Output: (none — exits 0 on success)

Audit setuid binaries

Quarterly inventory check.

sudo find / -xdev -perm -4000 -type f -printf "%M %u %g %p\n" 2>/dev/null | tee /tmp/suid-$(date +%Y%m%d).txt
diff /tmp/suid-baseline.txt /tmp/suid-$(date +%Y%m%d).txt

Output (if nothing changed): (none — exits 0 on success)

If diff produces output, a new SUID binary has appeared — investigate before doing anything else.

Strip capabilities from a binary

For "this service needs root only because of one syscall" cases.

# Old way: setuid root
sudo chown root:root /usr/local/bin/myserver
sudo chmod 4755 /usr/local/bin/myserver

# New way: capability + non-root user
sudo chown root:root /usr/local/bin/myserver
sudo chmod 755 /usr/local/bin/myserver
sudo setcap 'cap_net_bind_service=+ep' /usr/local/bin/myserver
getcap /usr/local/bin/myserver

Output:

/usr/local/bin/myserver cap_net_bind_service=ep

Sandbox a script that scrapes the web

Drop network restrictions on a tool you don't fully trust.

sudo systemd-run --user --scope \
  -p ProtectSystem=strict \
  -p ProtectHome=yes \
  -p PrivateTmp=yes \
  -p NoNewPrivileges=yes \
  -p RestrictAddressFamilies=AF_INET:AF_INET6 \
  -p SystemCallFilter=@system-service \
  -p CapabilityBoundingSet= \
  ./scrape.py

Output: (none — exits 0 on success)

Investigate a denied AVC

When a service fails on a SELinux system and you suspect policy.

sudo ausearch -m AVC -ts recent | head
sudo ausearch -m AVC -ts recent | audit2why | head

Output (audit2why):

type=AVC msg=audit(1716618842.012:42): avc: denied { read } for pid=1234 comm="nginx" name="config.toml" dev="nvme0n1p2"
Was caused by:
The boolean httpd_read_user_content was set incorrectly.
Allow access by executing:
# setsebool -P httpd_read_user_content 1

Generate and verify a checksum chain for distribution

Defends against tampering for files downloaded out-of-band.

# Generator side
sha256sum *.tar.gz > SHA256SUMS
gpg --detach-sign --armor SHA256SUMS

# Verifier side
gpg --verify SHA256SUMS.asc SHA256SUMS
sha256sum -c SHA256SUMS

Output:

gpg: Good signature from "Alice Dev <alice@example.com>"
release-1.0.tar.gz: OK

Tips

Run systemd-analyze security against every service on a box, weekly. The scores reveal which units are still running as root with no sandboxing — those are exactly where you'll spend the next afternoon if anything goes wrong.

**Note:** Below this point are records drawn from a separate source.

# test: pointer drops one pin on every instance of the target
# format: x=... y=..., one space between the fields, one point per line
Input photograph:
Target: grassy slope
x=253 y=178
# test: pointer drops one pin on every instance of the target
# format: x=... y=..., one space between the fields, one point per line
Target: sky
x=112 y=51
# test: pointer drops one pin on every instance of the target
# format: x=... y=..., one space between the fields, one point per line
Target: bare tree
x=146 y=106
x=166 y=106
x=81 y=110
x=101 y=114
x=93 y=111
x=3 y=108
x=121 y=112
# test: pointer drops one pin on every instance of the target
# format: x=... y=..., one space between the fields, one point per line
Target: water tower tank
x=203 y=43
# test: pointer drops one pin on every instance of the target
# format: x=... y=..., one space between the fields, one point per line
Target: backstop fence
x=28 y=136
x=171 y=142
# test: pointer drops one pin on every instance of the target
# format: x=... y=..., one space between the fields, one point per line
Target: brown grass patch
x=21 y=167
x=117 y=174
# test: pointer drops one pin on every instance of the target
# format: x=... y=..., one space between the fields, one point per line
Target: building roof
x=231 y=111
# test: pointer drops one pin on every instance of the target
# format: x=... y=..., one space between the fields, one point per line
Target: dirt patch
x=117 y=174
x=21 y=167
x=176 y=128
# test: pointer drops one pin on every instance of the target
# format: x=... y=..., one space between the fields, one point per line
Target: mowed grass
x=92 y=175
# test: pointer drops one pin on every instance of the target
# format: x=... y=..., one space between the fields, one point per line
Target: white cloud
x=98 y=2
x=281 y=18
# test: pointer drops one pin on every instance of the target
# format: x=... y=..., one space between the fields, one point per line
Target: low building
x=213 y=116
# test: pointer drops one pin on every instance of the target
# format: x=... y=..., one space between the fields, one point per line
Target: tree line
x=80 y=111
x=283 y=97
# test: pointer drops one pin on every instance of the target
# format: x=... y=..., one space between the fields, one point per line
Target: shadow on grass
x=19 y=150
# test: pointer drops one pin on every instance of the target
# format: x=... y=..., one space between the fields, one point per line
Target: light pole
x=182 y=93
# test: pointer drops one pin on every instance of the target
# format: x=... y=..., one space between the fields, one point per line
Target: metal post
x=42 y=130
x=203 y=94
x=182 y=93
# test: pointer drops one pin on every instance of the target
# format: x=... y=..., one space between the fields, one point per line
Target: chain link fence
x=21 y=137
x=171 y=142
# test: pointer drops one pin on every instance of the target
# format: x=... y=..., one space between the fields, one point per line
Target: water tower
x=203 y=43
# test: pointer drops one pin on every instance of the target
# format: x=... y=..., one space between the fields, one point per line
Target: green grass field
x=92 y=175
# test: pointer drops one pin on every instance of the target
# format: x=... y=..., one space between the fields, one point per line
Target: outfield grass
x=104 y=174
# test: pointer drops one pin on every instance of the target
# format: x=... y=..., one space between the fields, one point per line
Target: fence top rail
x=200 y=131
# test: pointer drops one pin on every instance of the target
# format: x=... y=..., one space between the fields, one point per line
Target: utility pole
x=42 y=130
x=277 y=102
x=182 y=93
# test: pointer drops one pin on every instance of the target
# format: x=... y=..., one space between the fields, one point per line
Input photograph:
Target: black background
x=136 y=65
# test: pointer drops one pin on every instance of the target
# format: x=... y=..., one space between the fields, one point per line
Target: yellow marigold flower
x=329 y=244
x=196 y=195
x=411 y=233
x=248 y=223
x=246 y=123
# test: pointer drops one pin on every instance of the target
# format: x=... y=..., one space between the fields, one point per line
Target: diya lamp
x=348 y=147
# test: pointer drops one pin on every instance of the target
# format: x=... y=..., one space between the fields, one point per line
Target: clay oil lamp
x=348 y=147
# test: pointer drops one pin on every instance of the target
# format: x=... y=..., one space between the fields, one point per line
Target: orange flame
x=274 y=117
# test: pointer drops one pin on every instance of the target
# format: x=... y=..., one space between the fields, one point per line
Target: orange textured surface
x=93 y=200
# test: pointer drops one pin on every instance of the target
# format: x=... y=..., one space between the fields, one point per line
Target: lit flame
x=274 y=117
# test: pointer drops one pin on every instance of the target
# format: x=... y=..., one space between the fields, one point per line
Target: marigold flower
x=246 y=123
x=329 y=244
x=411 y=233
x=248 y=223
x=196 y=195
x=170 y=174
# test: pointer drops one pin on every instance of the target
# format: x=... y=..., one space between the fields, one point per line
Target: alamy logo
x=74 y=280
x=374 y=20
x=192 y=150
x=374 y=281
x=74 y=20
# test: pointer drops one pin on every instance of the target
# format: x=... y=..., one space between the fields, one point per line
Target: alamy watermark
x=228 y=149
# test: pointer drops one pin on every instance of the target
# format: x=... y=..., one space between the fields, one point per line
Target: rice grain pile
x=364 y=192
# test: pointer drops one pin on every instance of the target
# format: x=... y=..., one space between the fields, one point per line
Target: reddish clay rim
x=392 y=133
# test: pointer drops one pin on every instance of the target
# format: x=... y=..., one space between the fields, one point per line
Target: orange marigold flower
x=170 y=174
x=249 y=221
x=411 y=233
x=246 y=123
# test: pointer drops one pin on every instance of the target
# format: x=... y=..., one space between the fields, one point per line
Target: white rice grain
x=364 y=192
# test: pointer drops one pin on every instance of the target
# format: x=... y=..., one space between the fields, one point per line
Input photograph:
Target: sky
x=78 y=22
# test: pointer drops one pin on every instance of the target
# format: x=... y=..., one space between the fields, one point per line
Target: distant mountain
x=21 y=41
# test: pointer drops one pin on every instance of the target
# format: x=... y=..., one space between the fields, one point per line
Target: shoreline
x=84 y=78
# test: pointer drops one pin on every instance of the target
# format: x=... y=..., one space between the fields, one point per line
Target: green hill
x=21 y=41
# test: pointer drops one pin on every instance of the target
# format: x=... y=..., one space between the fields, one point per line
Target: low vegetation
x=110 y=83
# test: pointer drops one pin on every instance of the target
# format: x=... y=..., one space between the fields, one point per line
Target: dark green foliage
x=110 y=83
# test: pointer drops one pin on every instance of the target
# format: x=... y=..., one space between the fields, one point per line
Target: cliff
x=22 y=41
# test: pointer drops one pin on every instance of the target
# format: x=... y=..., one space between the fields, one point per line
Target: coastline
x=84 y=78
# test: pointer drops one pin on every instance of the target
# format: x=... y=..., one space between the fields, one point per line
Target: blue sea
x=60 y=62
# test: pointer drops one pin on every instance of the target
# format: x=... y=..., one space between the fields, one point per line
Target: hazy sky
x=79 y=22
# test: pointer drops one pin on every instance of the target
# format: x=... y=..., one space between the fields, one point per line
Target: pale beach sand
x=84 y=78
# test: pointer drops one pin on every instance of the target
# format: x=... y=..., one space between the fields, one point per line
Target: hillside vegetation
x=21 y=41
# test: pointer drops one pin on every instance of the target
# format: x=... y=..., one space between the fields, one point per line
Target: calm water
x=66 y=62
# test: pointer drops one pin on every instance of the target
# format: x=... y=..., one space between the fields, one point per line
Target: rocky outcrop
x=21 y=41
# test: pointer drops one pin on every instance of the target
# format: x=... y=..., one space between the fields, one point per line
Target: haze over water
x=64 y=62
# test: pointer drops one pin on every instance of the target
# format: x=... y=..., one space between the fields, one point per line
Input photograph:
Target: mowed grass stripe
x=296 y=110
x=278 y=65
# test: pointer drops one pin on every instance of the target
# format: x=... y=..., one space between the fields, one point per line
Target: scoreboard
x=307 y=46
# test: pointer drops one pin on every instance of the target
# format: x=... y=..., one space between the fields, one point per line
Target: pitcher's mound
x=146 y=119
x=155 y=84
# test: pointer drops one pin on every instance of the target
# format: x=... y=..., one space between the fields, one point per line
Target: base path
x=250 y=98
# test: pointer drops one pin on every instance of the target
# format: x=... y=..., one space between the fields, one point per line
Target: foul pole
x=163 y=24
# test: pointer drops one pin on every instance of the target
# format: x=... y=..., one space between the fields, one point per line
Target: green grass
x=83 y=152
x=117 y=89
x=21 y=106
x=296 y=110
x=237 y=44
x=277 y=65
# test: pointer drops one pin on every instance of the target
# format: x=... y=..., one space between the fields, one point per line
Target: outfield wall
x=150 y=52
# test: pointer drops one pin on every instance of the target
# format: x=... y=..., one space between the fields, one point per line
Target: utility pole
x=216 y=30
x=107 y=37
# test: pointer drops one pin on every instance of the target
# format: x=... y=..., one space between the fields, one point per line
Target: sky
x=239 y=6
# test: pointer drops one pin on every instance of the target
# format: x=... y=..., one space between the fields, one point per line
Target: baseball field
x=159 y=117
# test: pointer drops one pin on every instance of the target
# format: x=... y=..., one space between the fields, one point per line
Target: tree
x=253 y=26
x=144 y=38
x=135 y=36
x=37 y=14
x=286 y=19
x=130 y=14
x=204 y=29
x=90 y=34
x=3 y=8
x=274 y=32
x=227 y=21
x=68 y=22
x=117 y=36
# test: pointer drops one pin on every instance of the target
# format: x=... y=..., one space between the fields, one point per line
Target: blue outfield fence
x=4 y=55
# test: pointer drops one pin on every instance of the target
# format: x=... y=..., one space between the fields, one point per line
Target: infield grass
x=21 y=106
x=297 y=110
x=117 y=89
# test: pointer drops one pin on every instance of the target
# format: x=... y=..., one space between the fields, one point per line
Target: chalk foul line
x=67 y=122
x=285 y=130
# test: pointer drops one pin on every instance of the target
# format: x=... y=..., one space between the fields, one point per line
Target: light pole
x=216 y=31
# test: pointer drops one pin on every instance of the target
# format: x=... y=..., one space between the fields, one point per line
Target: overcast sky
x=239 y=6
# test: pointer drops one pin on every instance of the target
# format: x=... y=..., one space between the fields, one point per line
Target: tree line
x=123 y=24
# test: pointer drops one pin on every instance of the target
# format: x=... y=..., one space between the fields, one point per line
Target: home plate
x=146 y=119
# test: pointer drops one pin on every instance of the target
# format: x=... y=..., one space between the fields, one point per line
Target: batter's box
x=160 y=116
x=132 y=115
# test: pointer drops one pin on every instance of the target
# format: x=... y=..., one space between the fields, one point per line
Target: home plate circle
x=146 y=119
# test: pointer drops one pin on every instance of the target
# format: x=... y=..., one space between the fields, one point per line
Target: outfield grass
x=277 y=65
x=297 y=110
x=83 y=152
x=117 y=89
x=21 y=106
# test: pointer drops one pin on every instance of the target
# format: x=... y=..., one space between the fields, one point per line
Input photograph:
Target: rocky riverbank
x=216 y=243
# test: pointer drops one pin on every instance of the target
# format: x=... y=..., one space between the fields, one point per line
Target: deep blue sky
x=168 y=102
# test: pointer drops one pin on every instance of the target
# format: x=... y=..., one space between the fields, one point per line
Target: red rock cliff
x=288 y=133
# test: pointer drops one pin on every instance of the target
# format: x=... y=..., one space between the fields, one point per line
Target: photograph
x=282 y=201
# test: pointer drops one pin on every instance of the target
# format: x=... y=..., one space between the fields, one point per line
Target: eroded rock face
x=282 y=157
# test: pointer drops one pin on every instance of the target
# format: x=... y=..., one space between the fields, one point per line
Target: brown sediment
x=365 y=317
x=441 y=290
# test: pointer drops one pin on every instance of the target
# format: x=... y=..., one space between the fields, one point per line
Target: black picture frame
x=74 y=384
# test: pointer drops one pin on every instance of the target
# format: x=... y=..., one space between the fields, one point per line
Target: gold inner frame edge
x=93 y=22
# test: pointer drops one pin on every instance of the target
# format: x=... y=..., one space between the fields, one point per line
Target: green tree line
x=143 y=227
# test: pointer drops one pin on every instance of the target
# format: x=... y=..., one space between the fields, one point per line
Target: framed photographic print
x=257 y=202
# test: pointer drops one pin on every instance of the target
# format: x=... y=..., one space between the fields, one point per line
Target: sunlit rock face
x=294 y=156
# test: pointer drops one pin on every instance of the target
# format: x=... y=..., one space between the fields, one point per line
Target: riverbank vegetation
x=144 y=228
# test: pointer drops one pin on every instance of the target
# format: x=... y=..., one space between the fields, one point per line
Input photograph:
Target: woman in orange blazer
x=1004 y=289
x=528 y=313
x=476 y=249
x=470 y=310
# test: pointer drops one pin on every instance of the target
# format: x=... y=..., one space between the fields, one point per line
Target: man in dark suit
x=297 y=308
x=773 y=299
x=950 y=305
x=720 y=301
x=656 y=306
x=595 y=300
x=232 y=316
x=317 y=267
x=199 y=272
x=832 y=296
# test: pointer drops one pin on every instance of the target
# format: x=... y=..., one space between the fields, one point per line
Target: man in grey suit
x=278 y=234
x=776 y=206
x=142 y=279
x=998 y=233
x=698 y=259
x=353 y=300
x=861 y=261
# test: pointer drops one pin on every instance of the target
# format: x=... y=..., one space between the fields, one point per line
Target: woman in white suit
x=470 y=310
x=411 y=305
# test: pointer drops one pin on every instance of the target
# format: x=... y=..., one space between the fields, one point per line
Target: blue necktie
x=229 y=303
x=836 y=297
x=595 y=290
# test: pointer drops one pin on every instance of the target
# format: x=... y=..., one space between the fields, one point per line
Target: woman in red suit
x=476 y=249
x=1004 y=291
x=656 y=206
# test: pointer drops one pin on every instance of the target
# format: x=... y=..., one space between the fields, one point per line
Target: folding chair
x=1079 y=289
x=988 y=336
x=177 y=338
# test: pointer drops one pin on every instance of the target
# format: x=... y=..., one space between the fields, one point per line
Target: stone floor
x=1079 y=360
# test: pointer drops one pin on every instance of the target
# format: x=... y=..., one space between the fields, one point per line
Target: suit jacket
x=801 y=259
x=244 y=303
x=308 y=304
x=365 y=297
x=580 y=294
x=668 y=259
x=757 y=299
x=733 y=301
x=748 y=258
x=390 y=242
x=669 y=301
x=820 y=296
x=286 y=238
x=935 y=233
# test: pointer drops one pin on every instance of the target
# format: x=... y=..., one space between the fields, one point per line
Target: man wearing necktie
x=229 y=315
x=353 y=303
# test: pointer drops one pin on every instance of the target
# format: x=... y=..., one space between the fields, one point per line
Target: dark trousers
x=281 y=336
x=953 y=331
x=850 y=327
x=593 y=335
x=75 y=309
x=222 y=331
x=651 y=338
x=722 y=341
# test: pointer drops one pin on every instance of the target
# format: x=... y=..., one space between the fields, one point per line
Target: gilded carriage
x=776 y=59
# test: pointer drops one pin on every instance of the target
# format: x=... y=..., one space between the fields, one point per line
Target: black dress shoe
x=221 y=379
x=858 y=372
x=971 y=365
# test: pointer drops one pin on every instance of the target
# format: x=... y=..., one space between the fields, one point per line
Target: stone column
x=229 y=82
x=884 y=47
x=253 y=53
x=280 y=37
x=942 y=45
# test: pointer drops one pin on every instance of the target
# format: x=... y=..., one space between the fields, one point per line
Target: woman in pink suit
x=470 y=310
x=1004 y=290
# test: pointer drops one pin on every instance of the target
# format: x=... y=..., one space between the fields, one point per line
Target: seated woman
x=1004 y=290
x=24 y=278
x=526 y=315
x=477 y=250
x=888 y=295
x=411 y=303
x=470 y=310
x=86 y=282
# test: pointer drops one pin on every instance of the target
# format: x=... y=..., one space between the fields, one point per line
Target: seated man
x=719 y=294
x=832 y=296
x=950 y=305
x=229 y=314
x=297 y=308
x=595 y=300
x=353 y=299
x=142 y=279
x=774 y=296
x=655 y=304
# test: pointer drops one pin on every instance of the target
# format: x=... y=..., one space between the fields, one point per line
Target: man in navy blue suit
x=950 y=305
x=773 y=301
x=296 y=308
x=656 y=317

lynis audit system is a one-shot, full-system hardening audit. It's not the answer to every question, but the first run on a fresh host will surface dozens of low-hanging fruit (default passwords, missing AIDE, unsigned packages).

[!WARN] Security advice has an expiry date. The mitigations that worked in 2020 are not all the right ones today. Re-read your distro's security wiki and CVE feed every year, and update playbooks accordingly.